DeSantis and Haley both railed against Trump for declining to show up to the debate but spent most of their time lobbing nasty attacks at each other, only shifting gears to criticize the frontrunner’s record after being prompted by the moderators. From the top of the hour, they accused each other of lying about their legislative records on an array of issues including border security, social security, and foreign policy.

“One good rule of thumb if she says she’s never said something, that definitely means she said it, and then she’ll say: ‘You’re lying. You’re lying.’ That means not only did she say it, but she’s on videotape saying it,” said DeSantis. He accused the former South Carolina governor of caving to Wall Street donors. Haley responded by saying DeSantis is just frustrated that deep-pocketed donors have been fleeing his campaign to support her instead, directing viewers to look up DeSantisLies.com to fact check him in real time.

Throughout Wednesday evening’s debate DeSantis hit Haley on border policy, referencing her admonition that “we don’t need to talk about [illegal immigrants] as criminals. They’re not.
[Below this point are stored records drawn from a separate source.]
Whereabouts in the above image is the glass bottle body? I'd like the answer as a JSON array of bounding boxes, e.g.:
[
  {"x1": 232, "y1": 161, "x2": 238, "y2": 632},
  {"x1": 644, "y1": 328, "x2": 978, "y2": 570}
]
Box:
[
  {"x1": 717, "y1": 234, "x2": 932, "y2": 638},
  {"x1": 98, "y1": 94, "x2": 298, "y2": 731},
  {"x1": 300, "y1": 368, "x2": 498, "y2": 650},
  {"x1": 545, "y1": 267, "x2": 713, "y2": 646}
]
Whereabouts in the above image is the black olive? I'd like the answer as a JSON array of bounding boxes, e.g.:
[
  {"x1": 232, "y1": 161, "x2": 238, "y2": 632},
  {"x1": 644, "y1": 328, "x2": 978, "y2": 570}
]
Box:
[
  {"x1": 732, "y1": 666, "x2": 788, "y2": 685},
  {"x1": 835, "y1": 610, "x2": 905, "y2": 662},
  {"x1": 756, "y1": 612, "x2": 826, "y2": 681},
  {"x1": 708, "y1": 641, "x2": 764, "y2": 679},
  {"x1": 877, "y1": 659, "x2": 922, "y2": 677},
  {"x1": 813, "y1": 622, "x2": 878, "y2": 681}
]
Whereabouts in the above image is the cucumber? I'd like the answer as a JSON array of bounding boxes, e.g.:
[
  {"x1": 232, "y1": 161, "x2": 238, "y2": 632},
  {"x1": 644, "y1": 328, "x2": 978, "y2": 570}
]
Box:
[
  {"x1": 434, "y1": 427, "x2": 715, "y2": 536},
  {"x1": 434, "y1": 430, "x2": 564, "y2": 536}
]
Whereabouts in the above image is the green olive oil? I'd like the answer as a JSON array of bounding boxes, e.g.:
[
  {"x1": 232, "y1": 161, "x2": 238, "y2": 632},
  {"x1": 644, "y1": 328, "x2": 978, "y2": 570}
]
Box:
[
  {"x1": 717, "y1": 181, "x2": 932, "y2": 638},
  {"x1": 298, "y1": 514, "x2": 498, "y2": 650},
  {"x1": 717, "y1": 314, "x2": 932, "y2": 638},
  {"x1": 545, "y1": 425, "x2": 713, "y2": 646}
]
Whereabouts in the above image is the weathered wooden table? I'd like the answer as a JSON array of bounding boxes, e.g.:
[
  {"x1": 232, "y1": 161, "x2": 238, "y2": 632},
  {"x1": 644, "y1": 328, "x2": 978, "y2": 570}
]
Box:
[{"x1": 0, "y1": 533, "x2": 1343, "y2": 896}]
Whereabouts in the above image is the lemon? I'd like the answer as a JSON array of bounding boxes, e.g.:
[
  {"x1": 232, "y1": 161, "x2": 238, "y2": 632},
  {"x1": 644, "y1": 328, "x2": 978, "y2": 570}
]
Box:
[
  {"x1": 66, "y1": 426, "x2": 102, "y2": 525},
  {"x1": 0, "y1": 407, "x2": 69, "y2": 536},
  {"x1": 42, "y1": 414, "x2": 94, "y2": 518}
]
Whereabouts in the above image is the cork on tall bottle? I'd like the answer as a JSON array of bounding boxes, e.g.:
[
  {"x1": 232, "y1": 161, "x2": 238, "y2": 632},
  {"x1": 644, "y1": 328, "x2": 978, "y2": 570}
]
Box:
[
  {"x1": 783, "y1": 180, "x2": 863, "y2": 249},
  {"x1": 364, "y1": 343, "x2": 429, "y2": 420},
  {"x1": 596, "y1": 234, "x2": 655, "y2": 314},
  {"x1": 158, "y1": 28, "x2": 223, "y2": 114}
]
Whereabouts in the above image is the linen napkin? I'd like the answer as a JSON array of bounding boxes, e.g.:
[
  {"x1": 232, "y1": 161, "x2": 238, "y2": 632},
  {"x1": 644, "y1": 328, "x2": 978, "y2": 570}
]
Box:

They’re families that want a better life.” He accused her of not following through on delivering school choice for South Carolinians, being soft on K-12 transgender bathroom policies in her home state, and selling out the U.S. to international interests.

“You can take the ambassador out of the United Nations, but you can’t take the United Nations out of the ambassador,” DeSantis said.

Haley hit DeSantis for his state’s high property-insurance rates, being out of touch with many voters on abortion, and accused him of wielding government against private businesses in Florida, namely Walt Disney Co. She also mocked him for “[blowing] through $150 million” with “nothing to show for it,” calling his campaign a multi-million-dollar “revolving door” of political operatives and accusing him of being “desperate” as his campaign continues to tank in the polls. “If you can’t manage a campaign, how are you going to manage a country?”

DeSantis is staking his campaign in Iowa but has been fading in Hawkeye State surveys for months now, dwindling below 20 percent in FiveThirtyEight’s polling average since the summer. He and Haley are now registering in the high teens in Iowa as Trump continues to poll above 50 percent among Republicans there.

The debate came hours after former New Jersey governor Chris Christie suspended his low-polling presidential campaign earlier Wednesday in Windham, N.H, where he was caught on the hot mic ahead of his formal town-hall announcement predicting Haley would get “smoked” in the primary and that DeSantis called him earlier sounding “petrified.”

Christie’s announcement followed an intense pressure campaign from anti-Trump Republicans in the state who had spent weeks urging him to suspend his candidacy to give Haley more runway against Trump in New Hampshire — the only early state where the former president’s polling lead appears to be is shrinking.

Now that Christie’s out, the pressure is on Haley to peel off most of his supporters if she wants to pull off a surprise victory in the state’s open primary on January 23. She continues to surge in New Hampshire as DeSantis fades into the background. Like long-shot candidate and ex-pharmaceutical CEO Vivek Ramaswamy, the Florida governor is polling in the low single digits in New Hampshire — and notably several points behind Christie for several weeks now, according to FiveThirtyEight’s polling average.